Kommunalwahlen sind Persönlichkeitswahlen
Kommunalwahlen sind bekanntlich vor allem Persönlichkeitswahlen. Hier spielen Parteibücher eine geringere Rolle, als für Landesparlamente. Das ist eine Chance, auch wenn sie wegen des Wahlrechts eine eingeschränkte ist. Wünschenwert wäre auch für den Auricher Kreistag, dass es künftig mehr Abgeordnete mit einem Direktmandat und weniger solche gibt, die über die guten Listenplätze ihrer jeweiligen Partei in das Parlament geraten.

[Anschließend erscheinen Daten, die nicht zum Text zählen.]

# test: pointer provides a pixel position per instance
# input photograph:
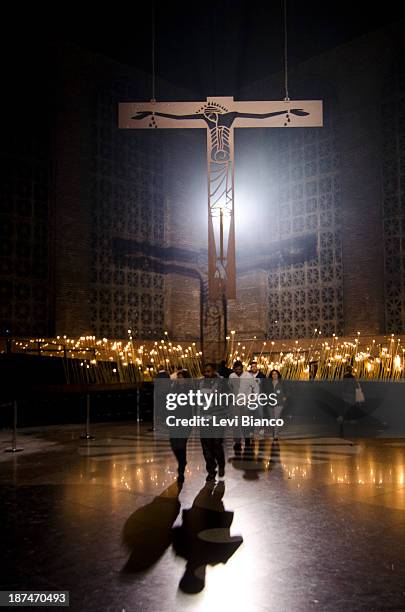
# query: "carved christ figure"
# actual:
(220, 116)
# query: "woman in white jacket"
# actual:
(278, 389)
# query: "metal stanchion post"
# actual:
(14, 448)
(137, 405)
(86, 435)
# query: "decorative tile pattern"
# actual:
(127, 192)
(25, 300)
(393, 176)
(306, 296)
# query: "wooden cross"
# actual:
(220, 116)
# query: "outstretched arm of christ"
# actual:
(294, 111)
(143, 114)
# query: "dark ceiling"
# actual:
(213, 48)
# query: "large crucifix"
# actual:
(219, 116)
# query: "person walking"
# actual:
(242, 385)
(213, 447)
(278, 389)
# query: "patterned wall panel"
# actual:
(127, 202)
(25, 290)
(308, 295)
(393, 174)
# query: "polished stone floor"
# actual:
(305, 524)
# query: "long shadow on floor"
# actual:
(148, 531)
(204, 536)
(202, 539)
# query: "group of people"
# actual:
(241, 381)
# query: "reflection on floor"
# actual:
(297, 525)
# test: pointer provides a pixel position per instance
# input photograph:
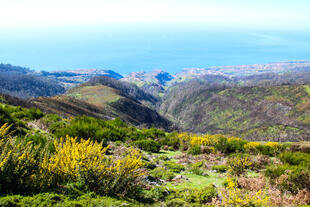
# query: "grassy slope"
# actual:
(275, 112)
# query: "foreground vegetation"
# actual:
(46, 160)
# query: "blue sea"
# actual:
(129, 47)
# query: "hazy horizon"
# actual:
(146, 35)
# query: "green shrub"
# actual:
(147, 145)
(158, 193)
(194, 150)
(37, 138)
(174, 167)
(219, 168)
(289, 178)
(163, 157)
(230, 145)
(162, 173)
(54, 199)
(149, 165)
(201, 196)
(176, 202)
(171, 140)
(295, 158)
(197, 168)
(50, 119)
(238, 163)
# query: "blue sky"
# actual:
(46, 13)
(136, 35)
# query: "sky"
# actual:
(129, 35)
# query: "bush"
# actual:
(201, 196)
(171, 140)
(162, 173)
(174, 167)
(194, 150)
(230, 145)
(238, 163)
(148, 145)
(95, 129)
(233, 196)
(149, 165)
(270, 148)
(18, 166)
(37, 137)
(219, 168)
(176, 202)
(295, 158)
(197, 168)
(289, 178)
(86, 162)
(158, 193)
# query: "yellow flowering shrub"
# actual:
(238, 164)
(251, 147)
(184, 136)
(195, 140)
(206, 140)
(4, 130)
(86, 161)
(18, 165)
(235, 197)
(273, 145)
(231, 139)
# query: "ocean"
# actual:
(128, 48)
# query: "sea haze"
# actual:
(128, 48)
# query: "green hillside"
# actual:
(257, 113)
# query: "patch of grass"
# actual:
(307, 89)
(198, 181)
(170, 154)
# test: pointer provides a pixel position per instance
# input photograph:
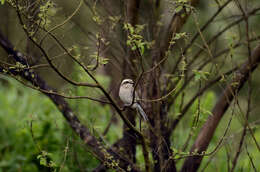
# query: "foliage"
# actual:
(20, 151)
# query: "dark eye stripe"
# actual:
(129, 82)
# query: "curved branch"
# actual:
(105, 155)
(205, 135)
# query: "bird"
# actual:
(126, 95)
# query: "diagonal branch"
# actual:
(205, 135)
(105, 155)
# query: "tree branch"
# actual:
(106, 156)
(205, 135)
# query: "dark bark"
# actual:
(205, 135)
(106, 156)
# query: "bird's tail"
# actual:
(142, 113)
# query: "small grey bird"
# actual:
(126, 95)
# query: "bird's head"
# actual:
(127, 81)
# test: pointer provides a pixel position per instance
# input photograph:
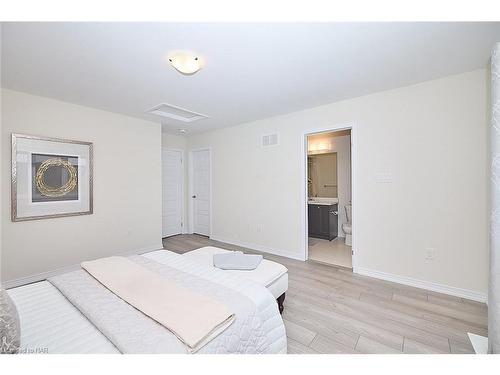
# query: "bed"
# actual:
(50, 323)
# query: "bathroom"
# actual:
(329, 198)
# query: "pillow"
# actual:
(10, 331)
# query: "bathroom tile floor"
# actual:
(334, 252)
(329, 309)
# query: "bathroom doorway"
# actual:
(329, 197)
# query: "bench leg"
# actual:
(280, 301)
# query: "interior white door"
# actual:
(172, 181)
(201, 192)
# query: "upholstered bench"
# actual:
(272, 275)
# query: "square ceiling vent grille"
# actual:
(177, 113)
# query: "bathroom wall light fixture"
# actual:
(185, 63)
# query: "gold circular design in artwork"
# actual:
(55, 191)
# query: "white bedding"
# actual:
(50, 323)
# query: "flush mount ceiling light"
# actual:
(185, 63)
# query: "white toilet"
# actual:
(347, 227)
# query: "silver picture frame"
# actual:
(14, 178)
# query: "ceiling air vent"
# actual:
(176, 113)
(270, 140)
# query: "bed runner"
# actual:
(132, 331)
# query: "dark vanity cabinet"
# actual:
(323, 221)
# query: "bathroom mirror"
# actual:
(322, 175)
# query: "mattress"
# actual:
(51, 324)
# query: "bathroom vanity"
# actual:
(323, 218)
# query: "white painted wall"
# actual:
(430, 137)
(127, 187)
(1, 154)
(342, 146)
(177, 142)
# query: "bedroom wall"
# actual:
(127, 187)
(1, 155)
(430, 137)
(342, 146)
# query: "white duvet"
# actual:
(259, 328)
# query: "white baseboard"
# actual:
(45, 275)
(479, 343)
(260, 248)
(429, 285)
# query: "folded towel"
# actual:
(236, 260)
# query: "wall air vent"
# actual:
(171, 111)
(270, 140)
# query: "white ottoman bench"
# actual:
(272, 275)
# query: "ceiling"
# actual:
(252, 71)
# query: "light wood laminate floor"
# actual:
(332, 310)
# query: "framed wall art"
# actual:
(51, 178)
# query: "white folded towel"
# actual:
(236, 260)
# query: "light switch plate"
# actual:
(384, 178)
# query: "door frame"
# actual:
(183, 192)
(190, 192)
(304, 193)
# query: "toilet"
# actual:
(347, 227)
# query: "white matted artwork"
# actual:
(51, 178)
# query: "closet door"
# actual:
(172, 185)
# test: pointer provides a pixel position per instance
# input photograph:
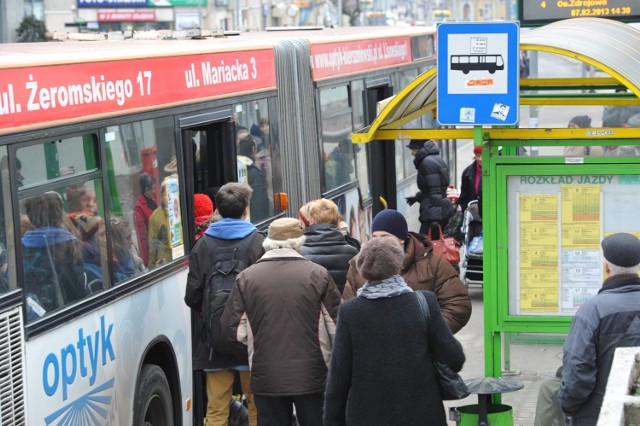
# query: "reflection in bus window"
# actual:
(53, 265)
(63, 157)
(338, 164)
(262, 167)
(83, 220)
(357, 106)
(337, 149)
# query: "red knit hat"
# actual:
(202, 208)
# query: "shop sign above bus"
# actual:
(478, 74)
(39, 94)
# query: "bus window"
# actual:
(63, 157)
(337, 149)
(145, 226)
(357, 106)
(64, 247)
(255, 157)
(7, 249)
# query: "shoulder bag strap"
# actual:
(422, 301)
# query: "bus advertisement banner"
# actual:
(331, 59)
(47, 94)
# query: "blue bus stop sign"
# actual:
(478, 73)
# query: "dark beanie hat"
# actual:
(622, 249)
(379, 258)
(392, 222)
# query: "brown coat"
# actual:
(423, 270)
(284, 308)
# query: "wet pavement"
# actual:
(531, 359)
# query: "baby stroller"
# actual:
(471, 250)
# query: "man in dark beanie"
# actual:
(386, 314)
(284, 308)
(603, 323)
(420, 268)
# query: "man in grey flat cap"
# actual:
(609, 320)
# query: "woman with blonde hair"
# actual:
(325, 245)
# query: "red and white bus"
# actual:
(98, 333)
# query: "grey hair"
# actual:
(617, 270)
(292, 243)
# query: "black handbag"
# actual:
(451, 384)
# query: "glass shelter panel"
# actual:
(556, 224)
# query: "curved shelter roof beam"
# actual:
(609, 45)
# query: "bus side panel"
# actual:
(88, 368)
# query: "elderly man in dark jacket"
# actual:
(421, 269)
(325, 244)
(603, 323)
(284, 309)
(433, 180)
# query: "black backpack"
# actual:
(227, 261)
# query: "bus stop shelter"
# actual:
(545, 215)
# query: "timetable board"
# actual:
(555, 226)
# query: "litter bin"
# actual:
(484, 413)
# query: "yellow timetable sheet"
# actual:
(580, 216)
(539, 253)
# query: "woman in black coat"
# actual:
(381, 371)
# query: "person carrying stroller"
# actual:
(433, 180)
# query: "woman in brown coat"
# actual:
(421, 269)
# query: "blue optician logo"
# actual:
(89, 409)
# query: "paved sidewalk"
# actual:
(529, 363)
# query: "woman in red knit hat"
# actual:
(471, 182)
(203, 212)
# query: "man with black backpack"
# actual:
(227, 247)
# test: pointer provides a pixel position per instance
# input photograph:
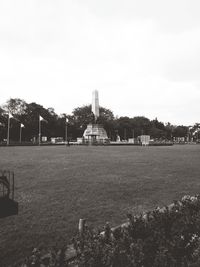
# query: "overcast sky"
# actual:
(142, 56)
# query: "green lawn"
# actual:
(56, 186)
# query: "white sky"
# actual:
(142, 56)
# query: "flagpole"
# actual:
(8, 133)
(39, 130)
(20, 133)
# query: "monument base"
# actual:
(95, 134)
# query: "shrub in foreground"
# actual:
(164, 237)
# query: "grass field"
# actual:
(56, 186)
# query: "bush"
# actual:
(164, 237)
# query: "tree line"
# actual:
(28, 114)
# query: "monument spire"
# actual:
(95, 104)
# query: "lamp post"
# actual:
(66, 133)
(20, 132)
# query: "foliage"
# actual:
(125, 127)
(164, 237)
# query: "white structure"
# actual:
(95, 133)
(145, 139)
(95, 104)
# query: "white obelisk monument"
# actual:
(95, 104)
(95, 133)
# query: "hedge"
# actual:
(164, 237)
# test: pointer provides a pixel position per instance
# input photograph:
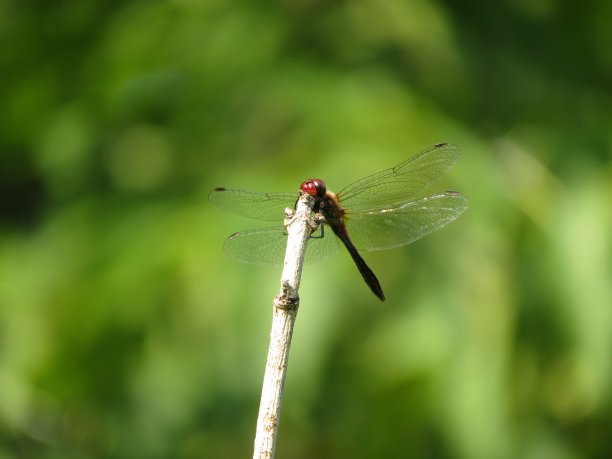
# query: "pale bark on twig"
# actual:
(299, 227)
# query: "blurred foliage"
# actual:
(125, 333)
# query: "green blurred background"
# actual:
(125, 332)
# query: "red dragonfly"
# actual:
(379, 212)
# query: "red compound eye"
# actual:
(314, 187)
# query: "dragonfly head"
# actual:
(314, 187)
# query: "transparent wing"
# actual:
(388, 228)
(266, 246)
(251, 204)
(400, 183)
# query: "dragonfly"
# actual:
(382, 211)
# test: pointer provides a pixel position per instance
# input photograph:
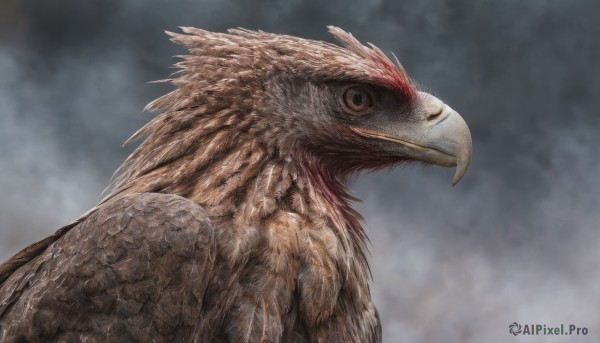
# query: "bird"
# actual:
(232, 220)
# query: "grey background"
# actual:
(516, 240)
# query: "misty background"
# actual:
(518, 239)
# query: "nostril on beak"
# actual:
(435, 115)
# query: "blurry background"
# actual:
(516, 240)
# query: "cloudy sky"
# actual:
(518, 239)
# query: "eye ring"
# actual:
(357, 99)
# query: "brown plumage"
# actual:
(231, 221)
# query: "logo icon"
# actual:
(514, 328)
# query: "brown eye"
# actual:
(357, 99)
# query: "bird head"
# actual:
(246, 98)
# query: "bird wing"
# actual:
(136, 268)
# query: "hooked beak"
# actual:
(440, 137)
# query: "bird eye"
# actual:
(357, 99)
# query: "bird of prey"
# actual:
(231, 222)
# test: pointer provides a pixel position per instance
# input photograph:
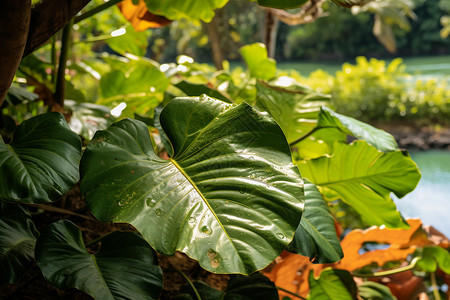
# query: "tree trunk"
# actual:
(271, 23)
(14, 24)
(212, 28)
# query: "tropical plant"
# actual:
(230, 168)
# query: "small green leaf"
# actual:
(378, 138)
(370, 290)
(282, 4)
(364, 177)
(192, 89)
(87, 118)
(228, 197)
(124, 267)
(434, 257)
(316, 236)
(17, 239)
(41, 162)
(259, 65)
(332, 285)
(295, 112)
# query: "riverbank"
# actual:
(411, 137)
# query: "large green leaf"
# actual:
(124, 267)
(316, 236)
(41, 162)
(332, 285)
(17, 239)
(190, 9)
(229, 197)
(364, 178)
(259, 65)
(378, 138)
(284, 4)
(295, 112)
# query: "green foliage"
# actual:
(123, 268)
(205, 196)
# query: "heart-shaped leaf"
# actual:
(364, 178)
(317, 228)
(17, 239)
(41, 162)
(124, 267)
(229, 196)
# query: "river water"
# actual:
(430, 201)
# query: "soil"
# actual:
(34, 286)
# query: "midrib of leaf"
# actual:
(205, 201)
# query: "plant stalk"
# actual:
(435, 286)
(60, 89)
(190, 283)
(95, 10)
(389, 272)
(290, 293)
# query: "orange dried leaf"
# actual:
(139, 16)
(400, 241)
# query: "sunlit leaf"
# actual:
(316, 235)
(229, 196)
(87, 118)
(295, 112)
(433, 258)
(364, 178)
(397, 241)
(259, 65)
(284, 4)
(17, 239)
(332, 285)
(124, 267)
(189, 9)
(370, 290)
(41, 162)
(139, 16)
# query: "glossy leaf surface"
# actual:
(259, 65)
(378, 138)
(332, 285)
(17, 239)
(229, 197)
(316, 236)
(295, 112)
(41, 162)
(364, 178)
(123, 268)
(190, 9)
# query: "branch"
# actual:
(308, 13)
(47, 18)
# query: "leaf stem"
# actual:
(389, 272)
(290, 293)
(190, 283)
(60, 89)
(95, 10)
(434, 284)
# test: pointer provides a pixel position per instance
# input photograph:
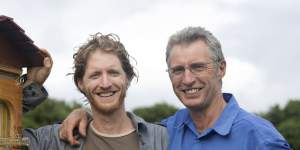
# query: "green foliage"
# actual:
(287, 121)
(49, 112)
(156, 112)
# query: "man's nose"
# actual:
(105, 81)
(188, 77)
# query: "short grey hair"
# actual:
(189, 35)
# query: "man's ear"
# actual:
(222, 68)
(80, 85)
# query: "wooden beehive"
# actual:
(16, 51)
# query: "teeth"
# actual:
(106, 94)
(191, 91)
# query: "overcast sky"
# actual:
(259, 40)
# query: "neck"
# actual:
(114, 123)
(206, 118)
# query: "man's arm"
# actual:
(77, 118)
(33, 91)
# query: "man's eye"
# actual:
(114, 73)
(94, 76)
(178, 70)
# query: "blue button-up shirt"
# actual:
(235, 129)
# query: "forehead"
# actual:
(182, 54)
(101, 59)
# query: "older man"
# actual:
(211, 119)
(103, 74)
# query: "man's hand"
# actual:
(77, 118)
(40, 74)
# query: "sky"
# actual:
(259, 41)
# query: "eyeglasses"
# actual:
(195, 68)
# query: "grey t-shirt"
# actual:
(97, 141)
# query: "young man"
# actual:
(103, 74)
(211, 119)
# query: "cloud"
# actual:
(259, 40)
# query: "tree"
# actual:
(49, 112)
(287, 121)
(155, 113)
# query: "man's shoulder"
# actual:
(255, 126)
(174, 120)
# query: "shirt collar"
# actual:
(226, 119)
(139, 124)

Letztere sind bekanntlich leicht auf Kurs zu halten, da sie ihr Mandat eher durch die Partei und weniger durch die Wähler erhalten haben.
Politische Parteien im Niedergang?
Eine Unsitte der hiesigen Parteien ist übrigens auch, bekannte und ehrenwerter Bürger auf ihre Listenplätze zu bekommen, nicht etwa, weil sie gewählt werden sollen, sondern weil sie bei den Menschen einen gut Ruf haben und damit der Partei Stimmen bringen. Das lässt sich durchaus auch als legalen Wahlbetrug werten.
Eines sollten allerdings auch die etablierten Parteien hierzulande begreifen. Die Parteienverdrossenheit der Bürger, hat mittlerweile demokratiegefährdende Tendenzen angenommen. Jeder Bürgermeister der was auf sich hält, versenkt erst einmal sein Parteibuch, um seine Wahlchancen zu erhöhen.
Das war früher anders.
Selbst unbekannte Kandidaten wurden einst mit einem CDU oder SPD-Ticket geehrt. So mancher Parteisoldat wäre deshalb gut beraten über die Ursachen dieser Entwicklung längere Zeit nachzudenken – am besten außerhalb des Parlaments, welches entgegen anderslautenden Wahrnehmungen, nicht den Parteien, sondern den Bürgern gehört.